Will was on his knees, scrubbing hard at the bird droppings that had found their way to his father’s grave. Water from the early morning dew seeped into his trousers, but the elderly man welcomed it. He loved the feeling of life’s little discomforts. Missing the bus, hitting a toe on a table leg, getting caught in the rain, accomplished nothing but bringing a smile to his face. He had gone a lifetime without them, a lifetime wired up on tubes that injected anything his body needed and got rid of all resulting waste. Will’s adult life had been more like death, a long sleep that had resulted from getting caught in a cursed truck’s headlights. He had been a young man, a mere twenty years of age, a beloved part of an intimate family and a future full of promises in his hands. Waking up sixty years later in an old man’s body with perhaps one or two more good years left in him was not even the worst that had happened to him. His brother’s son, already aging himself, had brought the news that ripped his soul into little pieces. Will was the last remaining member of his direct family. He had lost everyone. Had missed everything. His brother, his sister, his mom, his dad, everyone had been erased from his life in what felt to Will like the blink of an eye.
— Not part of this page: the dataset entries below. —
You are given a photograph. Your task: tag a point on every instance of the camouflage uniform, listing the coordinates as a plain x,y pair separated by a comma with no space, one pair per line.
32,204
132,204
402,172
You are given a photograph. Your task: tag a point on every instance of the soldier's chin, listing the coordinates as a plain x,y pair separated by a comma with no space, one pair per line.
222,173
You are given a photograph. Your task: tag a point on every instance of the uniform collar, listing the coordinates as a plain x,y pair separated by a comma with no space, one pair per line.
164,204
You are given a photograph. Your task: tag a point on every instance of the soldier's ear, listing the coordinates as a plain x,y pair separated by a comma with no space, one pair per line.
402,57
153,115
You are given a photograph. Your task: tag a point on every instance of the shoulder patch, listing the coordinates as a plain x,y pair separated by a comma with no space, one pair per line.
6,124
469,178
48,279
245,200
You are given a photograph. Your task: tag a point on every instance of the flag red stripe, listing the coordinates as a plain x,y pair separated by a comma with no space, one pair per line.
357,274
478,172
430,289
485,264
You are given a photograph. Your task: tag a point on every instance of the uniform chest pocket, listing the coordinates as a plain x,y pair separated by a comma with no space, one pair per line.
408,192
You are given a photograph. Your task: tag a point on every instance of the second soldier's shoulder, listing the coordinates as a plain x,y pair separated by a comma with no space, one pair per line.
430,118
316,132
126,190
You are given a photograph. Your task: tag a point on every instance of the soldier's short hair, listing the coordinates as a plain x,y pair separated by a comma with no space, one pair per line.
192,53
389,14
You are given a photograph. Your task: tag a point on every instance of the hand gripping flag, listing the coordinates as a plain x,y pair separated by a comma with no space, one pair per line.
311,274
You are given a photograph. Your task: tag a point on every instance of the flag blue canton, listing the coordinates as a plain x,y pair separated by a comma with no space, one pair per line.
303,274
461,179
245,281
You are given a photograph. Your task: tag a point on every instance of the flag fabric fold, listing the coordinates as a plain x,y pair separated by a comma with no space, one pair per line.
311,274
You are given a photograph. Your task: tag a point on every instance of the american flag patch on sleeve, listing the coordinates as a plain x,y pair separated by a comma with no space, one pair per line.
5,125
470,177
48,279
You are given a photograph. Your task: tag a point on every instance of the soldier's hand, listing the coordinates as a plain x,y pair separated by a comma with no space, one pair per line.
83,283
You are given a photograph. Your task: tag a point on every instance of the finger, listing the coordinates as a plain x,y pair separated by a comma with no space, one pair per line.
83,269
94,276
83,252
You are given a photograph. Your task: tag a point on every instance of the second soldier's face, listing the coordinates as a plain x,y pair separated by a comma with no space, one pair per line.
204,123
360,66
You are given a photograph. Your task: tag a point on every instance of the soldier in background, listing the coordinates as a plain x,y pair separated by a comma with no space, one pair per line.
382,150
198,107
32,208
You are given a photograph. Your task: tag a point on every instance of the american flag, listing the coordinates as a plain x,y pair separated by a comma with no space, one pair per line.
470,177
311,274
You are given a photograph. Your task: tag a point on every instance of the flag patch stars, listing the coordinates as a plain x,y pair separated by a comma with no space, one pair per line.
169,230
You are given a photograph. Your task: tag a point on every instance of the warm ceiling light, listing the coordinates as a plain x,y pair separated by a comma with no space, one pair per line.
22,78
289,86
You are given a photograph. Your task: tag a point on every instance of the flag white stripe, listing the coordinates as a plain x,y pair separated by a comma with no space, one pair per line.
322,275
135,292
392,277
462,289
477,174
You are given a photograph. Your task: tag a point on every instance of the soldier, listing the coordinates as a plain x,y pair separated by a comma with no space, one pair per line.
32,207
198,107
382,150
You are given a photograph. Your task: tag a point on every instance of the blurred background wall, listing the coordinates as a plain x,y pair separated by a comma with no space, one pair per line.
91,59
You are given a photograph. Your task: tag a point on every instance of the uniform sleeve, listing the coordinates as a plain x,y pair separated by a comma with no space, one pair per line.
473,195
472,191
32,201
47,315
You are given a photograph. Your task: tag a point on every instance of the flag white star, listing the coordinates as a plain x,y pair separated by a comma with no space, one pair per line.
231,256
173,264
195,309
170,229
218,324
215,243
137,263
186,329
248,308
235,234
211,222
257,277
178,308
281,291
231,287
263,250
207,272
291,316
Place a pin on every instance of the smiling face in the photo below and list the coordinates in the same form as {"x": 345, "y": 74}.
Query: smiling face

He was alone, vaguely related to his siblings’ direct descendents, strangers who had their own families and little room for an old man who had recently returned from his life as a plant.
The dreams had begun when the tears had begun to dry. Sweet whispers of his mother in his ear, telling him of his sister’s marriage and how dad had given her away, and how everyone would have loved Will to be there. The firm grip of his father as he recollected all the famous fighters in the family, and how proud he was that his son clung on to life with a vigor exceeding that of any ancestor. Tunes of his brother’s guitar, testing the makings of a song as he used to do. His sister’s warm tears on his cheek, whispering with sincere happiness that she would finally have the child she had been trying for so long, followed by another memory of tears that told of an unspoken grief, the loss of an unborn child, a final chance at motherhood. Memory upon memory flowed into his dreams, a seemingly endless stream, always telling him that which warmed his heart. Until their own dying days, his family had been there for him, for better or worse, even if he hadn’t been able to take care of them. Now, however, he was able to.
Each passing day Will pledged his time to his family, cleaning their headstones, tending the flowerbeds, telling them stories of a time when the sun still shone upon all their faces. He swore to sweep their graves until his legs gave way. Until his hands could no longer hold a shovel.
Until he, as the final member of his beloved family, would take his own place in the yard.